エルフに淫紋を付ける本 シルファの快楽堕ち冒険譚 (美少女文庫)

もくじ

どんな作品だったか

 ヒロインはエルフ。名前はシルファ。商人である主人公に淫紋をつけられている。二人はエルフの里に向かう旅の途中である。旅をしながら、エルフの里から盗まれた宝玉を探している。主人公は淫紋をつけたシルファに性行為を行う。シルファは最初はいやいやであったが、しだいに主人公のことを悪い感情を抱けなくなっている。
 本作は同人誌で人気のタイトルのノベライズです。そのため、この旅の道中にこんなことがありましたよ、という形式で書かれています。ワンピースの劇場版のようなつくりかたですね。原作を未読の僕にも楽しめる内容になっています。旅の途中で寄った街で、いつものようにエロい奉仕をさせられるシルファ。なんとか主人公をギャフンといわせるために行うあの手この手はコミカルで面白い。
 序盤は街で出会った魔法道具屋の老婆から、性行為目的の道具をエルフが買ったことによる珍騒動を描いている。
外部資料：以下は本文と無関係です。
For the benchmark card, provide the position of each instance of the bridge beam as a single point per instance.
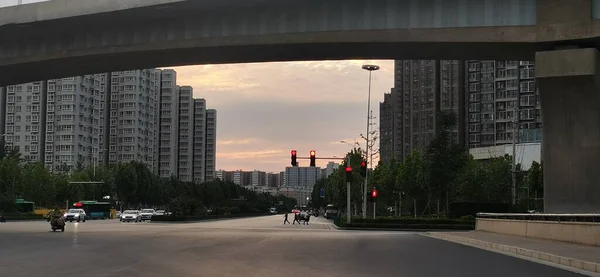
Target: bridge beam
(569, 86)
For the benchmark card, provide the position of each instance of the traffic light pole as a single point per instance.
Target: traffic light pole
(374, 209)
(348, 204)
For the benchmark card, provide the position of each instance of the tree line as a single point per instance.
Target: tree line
(128, 185)
(433, 178)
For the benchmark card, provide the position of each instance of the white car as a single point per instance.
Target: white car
(75, 215)
(131, 215)
(147, 214)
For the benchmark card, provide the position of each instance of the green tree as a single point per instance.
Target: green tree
(445, 160)
(413, 177)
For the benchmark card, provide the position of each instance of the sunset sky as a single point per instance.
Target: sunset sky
(264, 110)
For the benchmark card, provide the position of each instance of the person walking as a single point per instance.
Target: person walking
(285, 218)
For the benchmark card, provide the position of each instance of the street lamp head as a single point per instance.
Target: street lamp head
(370, 67)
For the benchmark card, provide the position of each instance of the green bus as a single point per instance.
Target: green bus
(94, 209)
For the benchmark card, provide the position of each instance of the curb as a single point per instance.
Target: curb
(204, 220)
(393, 229)
(550, 259)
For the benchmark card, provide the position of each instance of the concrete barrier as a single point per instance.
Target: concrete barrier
(587, 233)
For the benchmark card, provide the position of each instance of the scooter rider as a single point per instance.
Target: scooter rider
(55, 214)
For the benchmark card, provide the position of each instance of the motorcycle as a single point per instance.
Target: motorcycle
(58, 224)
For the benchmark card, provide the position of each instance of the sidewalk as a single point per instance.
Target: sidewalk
(579, 257)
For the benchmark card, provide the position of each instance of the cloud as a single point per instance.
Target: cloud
(280, 82)
(250, 154)
(267, 109)
(234, 142)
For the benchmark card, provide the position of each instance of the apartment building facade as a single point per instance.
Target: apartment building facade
(488, 97)
(118, 117)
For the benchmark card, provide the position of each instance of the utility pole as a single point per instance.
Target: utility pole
(369, 68)
(514, 157)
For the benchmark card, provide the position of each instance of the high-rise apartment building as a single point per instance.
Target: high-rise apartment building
(302, 177)
(210, 156)
(25, 119)
(500, 94)
(199, 159)
(487, 97)
(168, 123)
(137, 115)
(73, 121)
(133, 98)
(422, 88)
(185, 139)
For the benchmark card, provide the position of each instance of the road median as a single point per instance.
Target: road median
(201, 218)
(577, 264)
(405, 224)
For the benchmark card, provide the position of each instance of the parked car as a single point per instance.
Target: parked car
(131, 215)
(75, 215)
(147, 214)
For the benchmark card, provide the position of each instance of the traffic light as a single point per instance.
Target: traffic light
(348, 173)
(363, 169)
(294, 162)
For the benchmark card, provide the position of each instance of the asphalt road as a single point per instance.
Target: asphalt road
(242, 247)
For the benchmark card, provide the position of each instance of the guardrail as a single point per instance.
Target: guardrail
(543, 217)
(20, 2)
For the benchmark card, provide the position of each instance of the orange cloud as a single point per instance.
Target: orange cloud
(250, 154)
(236, 142)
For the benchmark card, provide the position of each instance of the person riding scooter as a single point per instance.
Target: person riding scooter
(54, 215)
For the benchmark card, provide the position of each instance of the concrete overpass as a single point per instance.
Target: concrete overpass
(63, 37)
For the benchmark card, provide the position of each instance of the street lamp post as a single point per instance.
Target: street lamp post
(369, 68)
(356, 144)
(95, 157)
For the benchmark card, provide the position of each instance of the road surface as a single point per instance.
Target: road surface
(242, 247)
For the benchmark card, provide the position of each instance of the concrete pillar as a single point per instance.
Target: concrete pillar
(569, 86)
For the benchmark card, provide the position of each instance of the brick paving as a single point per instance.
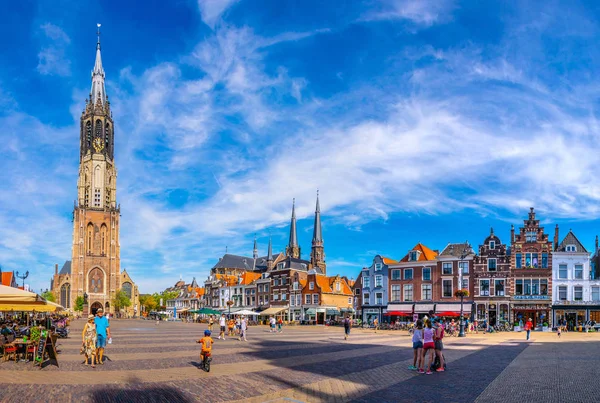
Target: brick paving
(150, 363)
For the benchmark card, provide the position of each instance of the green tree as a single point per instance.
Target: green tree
(148, 302)
(121, 300)
(79, 304)
(49, 296)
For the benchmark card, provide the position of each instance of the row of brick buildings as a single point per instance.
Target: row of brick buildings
(281, 284)
(530, 276)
ドラえもんなどを代表するひみつ道具ものは使用者の思惑とは違う方向に作用するものだ。そしてシルファにとってのアクシデントは読者にとってのサプライズとなります。
 中盤から、主人公がこの街を訪れた理由が明らかになる。この街にはエルフの里から持ち出された宝玉があるのだ。
 その宝玉を手に入れるために、主人公とシルファは宝玉があるとされる館の乱交パーティーに参加する。
 ここで普通にヤッて、解決というわけでなく。かなり捻った展開になる。ここがかなり面白かった。お決まりのように、主人公とシルファとのセックスシーン。その後で、暴走した宝玉による幻覚により、二人の関係がどういったものであるかをシルファは言葉を介さない形で問われてしまう。
 本作は同人誌のノベライズで、つまり、他の人の作品を別の人が世界観とキャラクターを借りて書いている形です。つまり、自分は主人公のことが好きなのか。淫紋を介したこの関係は従属関係なのか、恋愛関係なのか。そういった二人の関係に名前を付けることができないんです。それをしたら、同人誌の話に整合性を付けることができませんから。
 だから、幻覚という形で、ヒロインの願望を反映させたかのような幻を見せ、それでも自分はもとの関係のほうが好きだ、と思い、覚醒する。主人公にも同じような願望の表出とそれの否定があります。
 

未読でも面白いし、原作が読みたくなる。

 僕は今回、原作は未読でノベライズ版を読みました。未読でも楽しく読めました。
 タイトル通り、エルフに淫紋を付ける話ですから、それさえわかっていれば話の展開についていけないということがない。つまり、前知識がそこまで必要ではないんです。
 それでいて、原作の時間軸を意識して書いているのであろうこともわかるため。原作が読みたくなりました。
 原作がエルフの里を目指しながらヤることをヤるロードムービー形式の作品のため、過去にこんなことがあったという話を折り込みながらも新しい話を作り上げることができているんだな、と感じました。
 

そして、旅は続く

 1本の作品として読後感がよかったです。
 主人公をギャフンと言わせたいシルファ。そんな彼女が旅先で寄った街で老婆から魔法道具を購入する。しかし、どれも失敗ばかり。ここで出てくる老婆がいいキャラをしています。シルファは主人公との関係を変えたいと考え、老婆を頼りますが、老婆は、本当は今の関係のままでいることを望んでいるんじゃないか、と問います。
 もちろん、シルファは否定する。本作は同人誌のノベライズのため、原作で明言化されていないであろう二人の関係について言及するためにこの老婆が出てきたのだろうと考えられます。
 椿三十郎の「本当にいい刀はさやにおさまっているものですよ」やルパン三世の「なんて気持ちのいいひとたちなんだろう」というセリフを思い出しました。ストーリーのメインのキャラクターには言えないセリフをこの老婆が言っている気がしたため、彼女の立ち位置は読んでいて面白かったです。
 そして、中盤から主人公の目的が宝玉にあり、その宝玉が旅の障害として立ちはだかったところもよかった。この作品は主人公とシルファの二人だけの旅を描いたものです。そのため、そのへんの男性や女性キャラクターを出すとノイズになってしまう。そのため、無機物である宝玉が彼らに立ちはだかる壁となるのです。
 二人のやりとりや性行為は面白く、官能的でした。読み進めていくうちに、ストーリー展開の面白さもあった読み応えのある作品です。